Repasser par le sensitivity reading m’a permis de mêler désir d’éthique littéraire queer et désir d’apprendre. Les phases d’échange avec Morgane, notre sensitivity reader, étaient tour à tour joyeuses, vulnérables, sérieuses. De plus, l’équipe éditoriale de Gorge Bleue se trouvant à Strasbourg et moi vivant à Nantes, nous ne travaillons habituellement que par visio ou par téléphone. Morgane, cependant, est proche de moi géographiquement et nous avons pu nous rejoindre pour des sessions d'écriture/réécriture. Avec elle j’ai pu revivre une certaine ambiance collégiale de l’écriture à quatre mains, comme à l’époque de l’écriture de Pas de bougie bougie et de Shakesqueer : la querelle avec Alix et Louise. Nous avons énormément discuté. Outre l’aspect de lecture sensible autour de la transféminité, elle a pu m’apporter un éclairage littéraire sur certains développements de personnages, de rapport à l’émotion… Nous avons un peu débordé du cadre. Son talent traverse tout le roman.


C’est la seconde fois que tu publies aux éditions Gorge bleue. Quelle est ta relation aux autres titres du catalogue, notamment à Des Phalènes !, qui sort cet automne en parallèle de Vaisseau mère ?

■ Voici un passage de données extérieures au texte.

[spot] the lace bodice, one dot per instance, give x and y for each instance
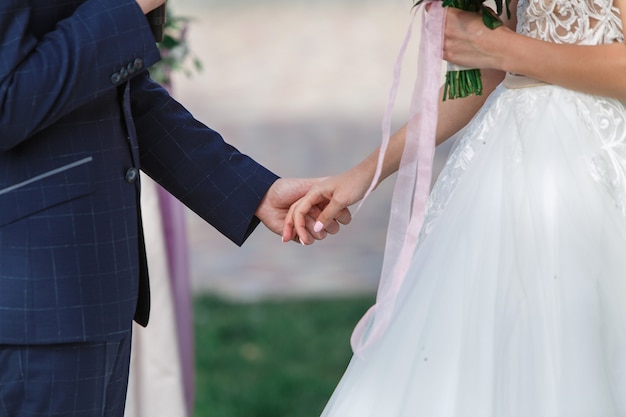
(584, 22)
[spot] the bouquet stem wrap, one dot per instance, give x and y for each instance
(462, 82)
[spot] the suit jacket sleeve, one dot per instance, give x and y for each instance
(46, 73)
(194, 163)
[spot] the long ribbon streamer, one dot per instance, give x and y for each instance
(414, 174)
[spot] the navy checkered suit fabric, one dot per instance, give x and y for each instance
(78, 116)
(65, 380)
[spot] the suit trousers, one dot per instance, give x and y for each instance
(85, 379)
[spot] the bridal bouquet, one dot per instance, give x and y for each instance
(461, 82)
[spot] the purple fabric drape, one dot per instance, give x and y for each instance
(174, 229)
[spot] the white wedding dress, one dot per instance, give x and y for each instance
(515, 302)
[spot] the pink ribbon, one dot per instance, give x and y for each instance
(414, 175)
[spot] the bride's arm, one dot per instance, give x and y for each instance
(598, 69)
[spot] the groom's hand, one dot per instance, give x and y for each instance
(281, 195)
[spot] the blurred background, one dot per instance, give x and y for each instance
(301, 86)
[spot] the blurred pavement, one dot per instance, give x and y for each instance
(301, 87)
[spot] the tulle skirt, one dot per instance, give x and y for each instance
(515, 303)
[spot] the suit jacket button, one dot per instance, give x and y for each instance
(138, 63)
(124, 73)
(131, 175)
(116, 78)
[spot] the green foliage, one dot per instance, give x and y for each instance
(463, 83)
(176, 55)
(271, 359)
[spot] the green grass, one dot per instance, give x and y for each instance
(271, 359)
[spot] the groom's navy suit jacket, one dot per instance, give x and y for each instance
(78, 116)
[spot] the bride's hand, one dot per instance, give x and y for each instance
(469, 43)
(334, 195)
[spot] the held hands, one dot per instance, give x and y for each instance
(324, 206)
(274, 210)
(149, 5)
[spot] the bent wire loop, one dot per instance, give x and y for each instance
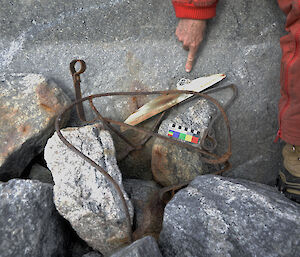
(206, 156)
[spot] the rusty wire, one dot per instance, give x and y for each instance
(210, 157)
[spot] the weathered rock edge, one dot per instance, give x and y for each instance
(29, 105)
(217, 216)
(29, 222)
(82, 194)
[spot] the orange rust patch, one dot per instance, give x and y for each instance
(47, 99)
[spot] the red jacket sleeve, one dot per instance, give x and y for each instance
(195, 9)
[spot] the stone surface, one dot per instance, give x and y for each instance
(82, 194)
(147, 214)
(130, 44)
(147, 246)
(172, 164)
(217, 216)
(29, 222)
(29, 106)
(38, 172)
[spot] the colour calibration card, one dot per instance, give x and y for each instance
(185, 134)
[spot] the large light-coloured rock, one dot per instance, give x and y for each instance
(145, 247)
(38, 172)
(30, 226)
(29, 105)
(148, 210)
(217, 216)
(82, 194)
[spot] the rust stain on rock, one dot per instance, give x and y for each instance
(159, 164)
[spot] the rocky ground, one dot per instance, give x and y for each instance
(55, 203)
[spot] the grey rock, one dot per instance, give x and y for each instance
(92, 254)
(29, 106)
(29, 223)
(130, 44)
(147, 246)
(217, 216)
(38, 172)
(82, 194)
(173, 164)
(140, 193)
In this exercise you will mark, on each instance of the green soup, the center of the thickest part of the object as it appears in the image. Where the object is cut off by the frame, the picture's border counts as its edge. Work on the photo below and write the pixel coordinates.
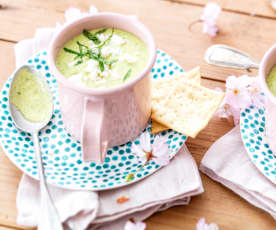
(271, 80)
(31, 96)
(102, 58)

Vaisseau Mère trouve beaucoup d’écho dans Des Phalènes !. Et vice-versa. Pierre et moi avons écrit dans différents genres littéraires mais autour de thèmes communs, rencontrant parfois des coïncidences troublantes. Que les deux livres sortent en même temps va complètement de soi. Et puis le format théâtre de Des Phalènes ! me parle. C’est le titre de Gorge Bleue le plus visuel, pour moi. Sa lecture a un côté halluciné et doux en même temps : j’adorerais le voir mis en scène, joué ou mis en images. Pour citer Louise (Dejour-Chobodicka), le texte se prête beaucoup à l’animation.





Les titres de Gorge Bleue sortis les années précédentes me sont affectueux et intimidants comme des cousins plus mûrs, déjà lancés dans la vie, qu’on a envie de rendre fiers. Les Tombes de Madlen Roy, Dans ton Tube de Florence Andoka et Vulves d’Alex.ia Tamecylia ont particulièrement marqué mon imaginaire.


Si Vaisseau mère est le début d’une nouvelle aventure, qu’est-ce que tu te souhaites / vois pour la suite ? Qu’est-ce qui te réjouit ?


Tout me réjouit autour de l’écriture ! Le temps solitaire de lente gestation, le texte Word qui devient concret sur le papier et les trains à prendre pour en discuter avec les lecteurices.

Je souhaite que Vaisseau Mère vive d’une belle et longue vie, mutant si possible au gré des lectures, adaptations, traductions, triturations. Je souhaite aussi que Gorge Bleue exporte ses titres dans le monde entier. Oui oui.

Je souhaite raconter autant d’histoires que possible avec rage et plaisir, et embarquer là-dedans le plus d’enthousiasmé·es possibles.